September 23, 2021
Geoff Ford
https://polsci.github.io/
https://github.com/polsci/
See also: Colab + Gensim + Mallet
This repository is designed for students in DIGI405 at the University of Canterbury to do topic modeling through their browser using Binder. It is relevant for others who want to do topic modeling through a browser with their own corpus.
Note: The notebook has been updated to enforce Gensim v3.8 (the last version to support running topic models via Mallet) and to specify requirements using an apt.txt file and requirements.txt file over the former Dockerfile.
Make sure you are downloading your notebook regularly as Binder times out after 10 minutes! Read the Binder FAQ.

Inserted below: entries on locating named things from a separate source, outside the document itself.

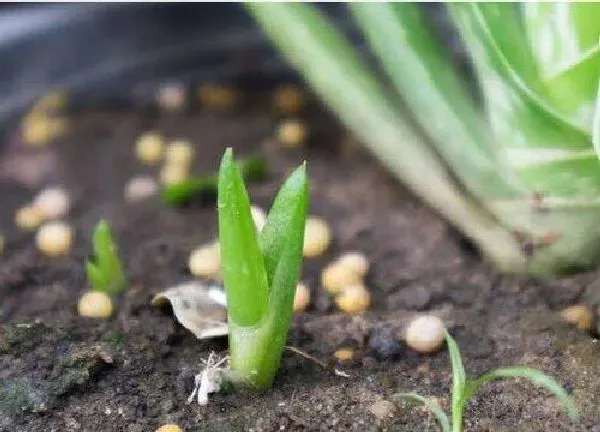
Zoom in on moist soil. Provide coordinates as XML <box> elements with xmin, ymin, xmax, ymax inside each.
<box><xmin>0</xmin><ymin>93</ymin><xmax>600</xmax><ymax>432</ymax></box>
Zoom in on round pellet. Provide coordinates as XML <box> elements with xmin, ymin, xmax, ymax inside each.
<box><xmin>303</xmin><ymin>216</ymin><xmax>331</xmax><ymax>258</ymax></box>
<box><xmin>135</xmin><ymin>132</ymin><xmax>164</xmax><ymax>165</ymax></box>
<box><xmin>77</xmin><ymin>291</ymin><xmax>113</xmax><ymax>318</ymax></box>
<box><xmin>294</xmin><ymin>282</ymin><xmax>310</xmax><ymax>313</ymax></box>
<box><xmin>33</xmin><ymin>186</ymin><xmax>71</xmax><ymax>219</ymax></box>
<box><xmin>405</xmin><ymin>315</ymin><xmax>446</xmax><ymax>354</ymax></box>
<box><xmin>188</xmin><ymin>244</ymin><xmax>221</xmax><ymax>278</ymax></box>
<box><xmin>35</xmin><ymin>222</ymin><xmax>73</xmax><ymax>256</ymax></box>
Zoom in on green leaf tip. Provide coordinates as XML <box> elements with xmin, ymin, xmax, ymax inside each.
<box><xmin>85</xmin><ymin>220</ymin><xmax>127</xmax><ymax>295</ymax></box>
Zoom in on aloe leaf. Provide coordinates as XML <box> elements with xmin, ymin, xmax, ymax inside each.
<box><xmin>446</xmin><ymin>332</ymin><xmax>467</xmax><ymax>424</ymax></box>
<box><xmin>244</xmin><ymin>3</ymin><xmax>522</xmax><ymax>274</ymax></box>
<box><xmin>394</xmin><ymin>393</ymin><xmax>450</xmax><ymax>432</ymax></box>
<box><xmin>85</xmin><ymin>261</ymin><xmax>109</xmax><ymax>292</ymax></box>
<box><xmin>521</xmin><ymin>2</ymin><xmax>600</xmax><ymax>77</ymax></box>
<box><xmin>348</xmin><ymin>2</ymin><xmax>516</xmax><ymax>200</ymax></box>
<box><xmin>463</xmin><ymin>367</ymin><xmax>579</xmax><ymax>421</ymax></box>
<box><xmin>218</xmin><ymin>149</ymin><xmax>268</xmax><ymax>327</ymax></box>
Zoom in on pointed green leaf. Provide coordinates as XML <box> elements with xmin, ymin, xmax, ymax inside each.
<box><xmin>260</xmin><ymin>164</ymin><xmax>308</xmax><ymax>286</ymax></box>
<box><xmin>217</xmin><ymin>149</ymin><xmax>268</xmax><ymax>327</ymax></box>
<box><xmin>463</xmin><ymin>367</ymin><xmax>579</xmax><ymax>421</ymax></box>
<box><xmin>394</xmin><ymin>393</ymin><xmax>450</xmax><ymax>432</ymax></box>
<box><xmin>85</xmin><ymin>261</ymin><xmax>108</xmax><ymax>293</ymax></box>
<box><xmin>348</xmin><ymin>2</ymin><xmax>517</xmax><ymax>200</ymax></box>
<box><xmin>446</xmin><ymin>332</ymin><xmax>467</xmax><ymax>413</ymax></box>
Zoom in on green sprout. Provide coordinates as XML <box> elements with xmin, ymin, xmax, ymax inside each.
<box><xmin>218</xmin><ymin>149</ymin><xmax>308</xmax><ymax>390</ymax></box>
<box><xmin>161</xmin><ymin>156</ymin><xmax>267</xmax><ymax>206</ymax></box>
<box><xmin>85</xmin><ymin>220</ymin><xmax>127</xmax><ymax>295</ymax></box>
<box><xmin>250</xmin><ymin>2</ymin><xmax>600</xmax><ymax>276</ymax></box>
<box><xmin>394</xmin><ymin>332</ymin><xmax>579</xmax><ymax>432</ymax></box>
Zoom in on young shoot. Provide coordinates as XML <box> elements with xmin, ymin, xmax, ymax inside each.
<box><xmin>85</xmin><ymin>220</ymin><xmax>127</xmax><ymax>295</ymax></box>
<box><xmin>394</xmin><ymin>332</ymin><xmax>579</xmax><ymax>432</ymax></box>
<box><xmin>161</xmin><ymin>156</ymin><xmax>267</xmax><ymax>206</ymax></box>
<box><xmin>218</xmin><ymin>149</ymin><xmax>308</xmax><ymax>390</ymax></box>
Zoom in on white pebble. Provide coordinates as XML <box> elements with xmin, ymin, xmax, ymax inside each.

- Launch Binder (see link below).
- Using the file browser upload your corpus zip file (from the Datasets page on Learn).
- Run the
topic-modeling-with-gensim-mallet.ipynb
notebook. - Run the first code cell in the notebook to unzip the corpus.
- Use the notebook to create your topic model.
Before running the Binder, please read the Binder FAQ as it contains information on Binder, resource limits, and especially how long your session will last!
If you are not from this course, you can of course upload your own corpus as a zip. Your corpus should consist of a single directory of txt files (one document per txt file). Be aware though that resources are limited (e.g. max RAM limits). It has been tested with a corpus of < 40mb across 3600+ txt files. It is unlikely to work with very large corpora due to the memory requirements. This isn't the fastest way to run topic models, but allows you to create a topic model through your browser without installing any software.
The environment should support pyLDAvis, however this is not implemented in the sample notebook. Add a cell like this to run it (note: this is sloooowwww and not recommended!):
import pyLDAvis.gensim as gensimvis
import pyLDAvis
vis_data30 = gensimvis.prepare(gensimmodel30, doc_term_matrix, dictionary)
pyLDAvis.display(vis_data30)